Extensible Markup Language (XML) is a markup language which can be followed by multiple platforms and also uses text which may also be read. It is commonly used to store data which is used by more than one platform. Accounting data may be stored in this way when it is accessed by more than one accounting software system.
The example I am using today comes from the Microsoft and is an sample of some accounting data to use with the eConnect system (‘A sample XML document to import Analytical Accounting information on a Payables Transaction when using eConnect’); if you’d like to play along, you may access the data here. I have created the file locally, and when I open it with a web browser, the data is shown in black text.
As indicated by the message at the top of the previous image, I am shown the document tree. XML files often have the data nested, which will require selected manipulation in Power Query. I may close some of the nesting to show a single transaction record:
To begin the extraction process to Excel, I am going to start in a new Excel workbook. On the Data tab I find the ‘From XML’ option in the ‘From File’ tab of the ‘Get Data’ dropdown:
I navigate to my file, and choose to Import it:
Note that since the records are nested within the XML file, it appears as a folder, and I may open the groupings to select the data I wish to transform. I also check the ‘Select multiple items’ box:
I have opted to select all the tables available to me. I choose to ‘Transform Data’:
I have three [3] queries. The first, taAnalyticsDistribution, appears to hold information about which ledgers in the eConnect database should be updated and the distribution.
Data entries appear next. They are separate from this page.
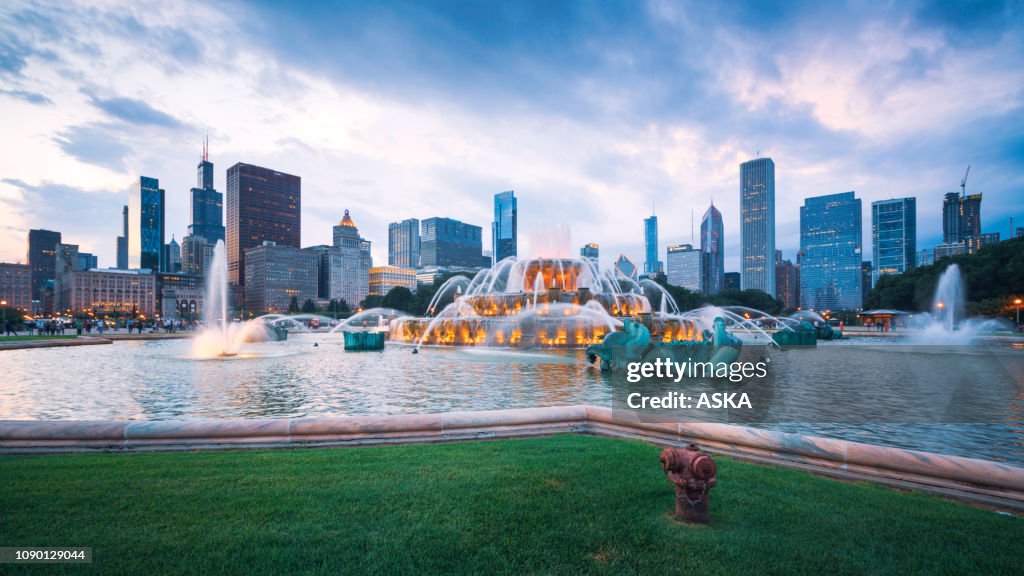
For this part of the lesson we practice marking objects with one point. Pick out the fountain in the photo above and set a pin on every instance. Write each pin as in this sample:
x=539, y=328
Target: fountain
x=947, y=324
x=220, y=337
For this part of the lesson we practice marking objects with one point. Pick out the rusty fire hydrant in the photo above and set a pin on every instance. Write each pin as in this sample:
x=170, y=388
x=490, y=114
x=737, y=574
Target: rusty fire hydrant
x=693, y=474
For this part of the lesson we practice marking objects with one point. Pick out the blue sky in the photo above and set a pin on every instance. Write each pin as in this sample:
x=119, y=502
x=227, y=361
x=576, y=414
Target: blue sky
x=592, y=112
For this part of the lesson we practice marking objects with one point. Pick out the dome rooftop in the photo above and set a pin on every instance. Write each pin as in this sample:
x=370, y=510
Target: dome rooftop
x=346, y=220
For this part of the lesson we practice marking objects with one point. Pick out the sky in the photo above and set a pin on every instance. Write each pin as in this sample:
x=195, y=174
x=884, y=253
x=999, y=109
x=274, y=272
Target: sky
x=594, y=113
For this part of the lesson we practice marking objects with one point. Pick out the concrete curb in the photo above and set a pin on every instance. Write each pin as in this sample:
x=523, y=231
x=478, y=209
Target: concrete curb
x=970, y=479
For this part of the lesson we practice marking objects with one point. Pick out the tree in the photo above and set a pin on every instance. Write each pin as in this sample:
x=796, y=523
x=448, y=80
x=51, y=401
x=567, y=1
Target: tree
x=992, y=276
x=339, y=309
x=399, y=297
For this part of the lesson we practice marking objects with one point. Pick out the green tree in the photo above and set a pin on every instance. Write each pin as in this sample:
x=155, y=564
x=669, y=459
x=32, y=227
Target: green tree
x=401, y=298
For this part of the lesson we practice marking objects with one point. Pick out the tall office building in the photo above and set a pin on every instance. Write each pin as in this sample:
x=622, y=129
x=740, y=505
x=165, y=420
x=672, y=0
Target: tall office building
x=625, y=266
x=894, y=236
x=650, y=262
x=504, y=235
x=732, y=280
x=42, y=257
x=445, y=242
x=123, y=241
x=713, y=248
x=685, y=265
x=786, y=282
x=172, y=257
x=145, y=224
x=962, y=219
x=275, y=275
x=207, y=206
x=197, y=254
x=263, y=205
x=403, y=244
x=830, y=242
x=757, y=221
x=351, y=253
x=15, y=285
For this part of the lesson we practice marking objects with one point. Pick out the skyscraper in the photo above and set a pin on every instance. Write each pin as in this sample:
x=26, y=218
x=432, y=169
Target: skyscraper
x=830, y=242
x=403, y=244
x=42, y=257
x=172, y=258
x=894, y=236
x=786, y=282
x=650, y=264
x=445, y=242
x=352, y=284
x=145, y=224
x=713, y=248
x=262, y=205
x=685, y=266
x=207, y=206
x=123, y=241
x=625, y=266
x=962, y=219
x=757, y=220
x=504, y=235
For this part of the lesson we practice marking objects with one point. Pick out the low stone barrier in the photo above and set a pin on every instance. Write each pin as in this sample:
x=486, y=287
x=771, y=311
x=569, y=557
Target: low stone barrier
x=964, y=478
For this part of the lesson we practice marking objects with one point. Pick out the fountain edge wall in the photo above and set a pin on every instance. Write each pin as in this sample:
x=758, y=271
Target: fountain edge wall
x=952, y=476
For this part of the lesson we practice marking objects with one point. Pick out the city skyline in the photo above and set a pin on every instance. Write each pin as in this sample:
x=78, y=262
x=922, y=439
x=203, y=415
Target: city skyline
x=846, y=119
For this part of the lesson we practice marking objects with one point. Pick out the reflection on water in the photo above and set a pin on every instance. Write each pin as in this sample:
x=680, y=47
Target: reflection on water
x=158, y=380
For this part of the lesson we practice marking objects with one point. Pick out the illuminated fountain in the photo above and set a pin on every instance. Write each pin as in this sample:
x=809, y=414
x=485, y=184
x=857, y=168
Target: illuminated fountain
x=220, y=337
x=948, y=323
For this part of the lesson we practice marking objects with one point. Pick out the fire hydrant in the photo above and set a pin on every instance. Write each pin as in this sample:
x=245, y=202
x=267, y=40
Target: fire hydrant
x=693, y=474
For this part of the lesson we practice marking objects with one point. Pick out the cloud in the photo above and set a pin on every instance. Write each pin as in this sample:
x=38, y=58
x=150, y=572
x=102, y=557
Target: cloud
x=94, y=144
x=31, y=97
x=134, y=112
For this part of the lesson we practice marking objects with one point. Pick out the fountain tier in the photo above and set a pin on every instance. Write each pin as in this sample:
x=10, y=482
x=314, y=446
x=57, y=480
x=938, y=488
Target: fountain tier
x=539, y=302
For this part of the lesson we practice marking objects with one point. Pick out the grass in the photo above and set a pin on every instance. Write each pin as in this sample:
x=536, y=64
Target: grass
x=26, y=337
x=569, y=504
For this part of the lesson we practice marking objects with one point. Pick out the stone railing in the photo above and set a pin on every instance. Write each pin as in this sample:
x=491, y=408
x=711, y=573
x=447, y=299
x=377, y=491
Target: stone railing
x=983, y=481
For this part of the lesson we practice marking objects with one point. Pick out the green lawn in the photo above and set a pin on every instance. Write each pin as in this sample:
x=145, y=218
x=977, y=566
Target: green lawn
x=567, y=504
x=25, y=336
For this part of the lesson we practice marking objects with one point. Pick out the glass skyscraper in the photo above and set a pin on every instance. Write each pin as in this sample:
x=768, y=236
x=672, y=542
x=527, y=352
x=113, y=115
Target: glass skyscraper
x=830, y=242
x=207, y=207
x=263, y=205
x=894, y=236
x=403, y=244
x=504, y=236
x=713, y=248
x=757, y=221
x=446, y=242
x=145, y=224
x=650, y=262
x=42, y=256
x=685, y=266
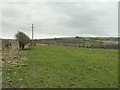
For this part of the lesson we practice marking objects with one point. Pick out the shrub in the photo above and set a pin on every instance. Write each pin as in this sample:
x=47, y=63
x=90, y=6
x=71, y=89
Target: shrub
x=23, y=39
The next query, taPMDistribution, holds information about the amounts and document types and is of more interest to me.
Finally, taPMTransactionInsert contains information about the batch that the transaction in linked to:
Having decided that taPMDistribution is the query I am most interested in, let’s look at the steps of the query, beginning with the Source step:
The M code is:
= Xml.Tables(File.Contents("C:\Users\kathr\OneDrive\Documents\SUMPRODUCT\PQ Blog\xml sample file.xml"))
Since this is the first time I’ve looked at the Xml.Tables() function, let’s have a look at the syntax.
Xml.Tables(contents as any, optional options as nullable record, optional encoding as nullable number) as table
Microsoft tells me that this function “returns the contents of the XML document as a nested collection of flattened tables”. However, there is no information about the options or the encoding parameters!